Gene imprinting data

Imprinted genes are unusually predisposed to causing disease due to the silencing of expression of one of the two homologues at an imprinted locus, requiring only heterozygosity for a mutation affecting the active allele to cause complete loss of gene expression. It would be valuable to know which genes in the human genome undergo imprinting.
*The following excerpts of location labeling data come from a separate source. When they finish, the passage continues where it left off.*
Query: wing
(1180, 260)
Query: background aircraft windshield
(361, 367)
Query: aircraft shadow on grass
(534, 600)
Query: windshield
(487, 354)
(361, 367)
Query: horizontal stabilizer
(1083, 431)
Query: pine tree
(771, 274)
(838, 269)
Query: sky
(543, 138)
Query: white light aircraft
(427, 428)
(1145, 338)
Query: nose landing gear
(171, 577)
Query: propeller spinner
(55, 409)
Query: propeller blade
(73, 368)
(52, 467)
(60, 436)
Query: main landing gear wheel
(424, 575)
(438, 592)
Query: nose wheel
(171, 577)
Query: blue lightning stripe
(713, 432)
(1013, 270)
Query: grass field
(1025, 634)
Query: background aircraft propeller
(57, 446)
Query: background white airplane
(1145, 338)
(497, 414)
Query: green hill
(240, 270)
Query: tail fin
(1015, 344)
Greally¹⁸ described the first characteristic sequence parameter that discriminates imprinted regions – a paucity of short interspersed transposable elements (SINEs).
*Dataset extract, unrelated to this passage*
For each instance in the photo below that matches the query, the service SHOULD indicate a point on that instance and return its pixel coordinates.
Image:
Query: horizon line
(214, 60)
The genomic data collected to study imprinted genes were from the UCSC Genome Browser (http://genome.ucsc.edu/). Annotation data were downloaded for the human genome (hg16, July 2003 freeze). The data contain 131 samples and 1446 predictors. Among the 131 samples, 43 are imprinted and 88 are non-imprinted (control) genes. The current dataset has been made available by Greally, and downloadable from http://www.ams.sunysb.edu/∼hahn/research/CERP/imprint.txt. Before applying the methods, we removed the predictors that had identical values for more than 98% of the samples. For the gene imprinting data, 1248 out of 1446 predictors were selected using this criterion.
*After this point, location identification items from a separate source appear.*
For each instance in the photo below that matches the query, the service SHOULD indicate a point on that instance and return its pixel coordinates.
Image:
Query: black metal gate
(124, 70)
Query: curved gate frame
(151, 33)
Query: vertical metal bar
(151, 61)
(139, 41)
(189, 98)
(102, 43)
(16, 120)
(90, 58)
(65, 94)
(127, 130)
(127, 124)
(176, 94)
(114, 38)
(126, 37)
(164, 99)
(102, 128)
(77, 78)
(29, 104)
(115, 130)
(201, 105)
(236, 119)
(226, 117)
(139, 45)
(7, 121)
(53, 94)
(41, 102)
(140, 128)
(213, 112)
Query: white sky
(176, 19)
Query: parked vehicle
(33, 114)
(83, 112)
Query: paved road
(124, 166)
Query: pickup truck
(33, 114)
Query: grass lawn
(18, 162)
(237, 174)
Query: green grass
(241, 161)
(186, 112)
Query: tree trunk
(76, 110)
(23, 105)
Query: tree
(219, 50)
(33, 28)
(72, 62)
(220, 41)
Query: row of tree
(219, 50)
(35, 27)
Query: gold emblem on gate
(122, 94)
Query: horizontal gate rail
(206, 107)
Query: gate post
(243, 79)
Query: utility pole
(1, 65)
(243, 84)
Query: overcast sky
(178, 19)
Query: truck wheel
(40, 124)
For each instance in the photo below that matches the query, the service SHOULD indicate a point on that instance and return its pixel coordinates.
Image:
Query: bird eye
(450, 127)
Both SSP and SDP yielded the same size of tree at the type I error level α of 0.05. The corresponding critical value is ζ_α = 12.27. Figure 1 displays the tree generated by SSP. The number in each circle or square is the sample size for the node. The first split occurred on Gene ALU. DNSC550 (x₀) at x₀ = 269. The adjusted P-value for this split is 0.002 with the corresponding test statistic value of 16.07. These data are split into a node containing 79 samples with x₀ <269, and the other node containing 52 patients with gene x₀ ≥269. Only one of the 52 genes is imprinted in the second group. The genes with x₀ <269 were further split on CR1.DNSS500 (x₁) at x₁ = 993. The adjusted P-value of this split is 0.036 with corresponding test statistic value of 13.86. In the tree generated by SDP at the same type I error level, the adjusted P-value for the second split is 0.001 with test statistic value of 13.86 and critical value ζ_α₂ = 9.20.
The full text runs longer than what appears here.